A lot has been written about the watermelon effect in outsourcing, the phenomenon that occurs when SLAs look good (green) on the outside, but on the inside they’re actually problematic (red). How can CIOs and other IT executives avoid this problem? What are the strategies that help companies understand and evaluate SLAs so they can reach more agreeable terms with suppliers? In this blog post we’ll explore the root causes of the watermelon effect and discuss strategies to help avoid problems.
Understanding the root cause of watermelon effect
The watermelon effect generally occurs for one reason: poorly-defined metrics. Companies often have contract relationships with SLAs that are tracked monthly with certain goals and penalties if those goals are missed. In many cases, suppliers meet the defined SLA targets but still aren’t able to meet business objectives. Reports might look good, but senior management is still getting negative feedback from customers and users. This can be career-threatening for CIOs. Companies are continuing to rely on using industry standard metrics to evaluate contracts, but it just isn’t working.
Measuring based on business value
In order to solve the watermelon effect, companies need to change the paradigm for SLA metrics. Rather than only considering traditional specifications like responsiveness to incidents, component availability, and service restoration, consider each element in terms of how it affects the business. This will allow companies to measure based on factors that have a real effect on business goals, allowing them to come to more effective agreements.
• Don’t just use industry standard metrics – Industry standard metrics are important, but they aren’t enough. It is important to develop metrics to suit each individual company’s unique business needs. But be sure newly-defined service levels are realistic and measurable. Identifying more relevant key performance indicators to spot trends is critical to successful supplier agreements and to the company.
• Stay proactive – All companies should regularly evaluate their SLAs to ensure they are helping identify trends, problem areas and accurately reflect business realities.
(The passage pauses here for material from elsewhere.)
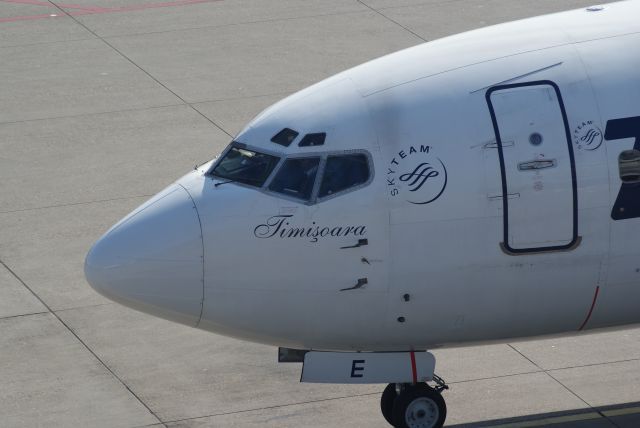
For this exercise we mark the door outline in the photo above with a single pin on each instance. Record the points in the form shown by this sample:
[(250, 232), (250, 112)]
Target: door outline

When it’s time for new contract negotiations, this information can then be used to develop stronger SLAs.
• Implement governance structure – A strong governance structure for managing SLAs is important. By building dedicated frameworks for analyzing SLA performance, creating new metrics, and negotiating contracts, companies can help ensure that performance remains strong. This can normally be accomplished using existing contract management or service management staff.
• Examine contracts holistically – By including IT, business leaders, and other departments during contract development and negotiations, company collaboration can help ensure that agreements meet the needs of the whole company.
• Be more aggressive – Many companies are simply too passive when it comes to drafting contracts. All organizations should strive to fully understand what is being agreed upon and to ask for the provisions they need to meet business objectives. Clearly define each metric, the measurement data sources, tools, calculation, frequency and business priority weighting.
Negotiations with suppliers are a primary part of the IT organization’s role in a company and should be treated as such. It’s time to develop better ways to work with the business and address problems with SLAs. Smash the watermelon effect by defining and measuring SLAs based on their ability to meet business objectives – that is a true value of IT.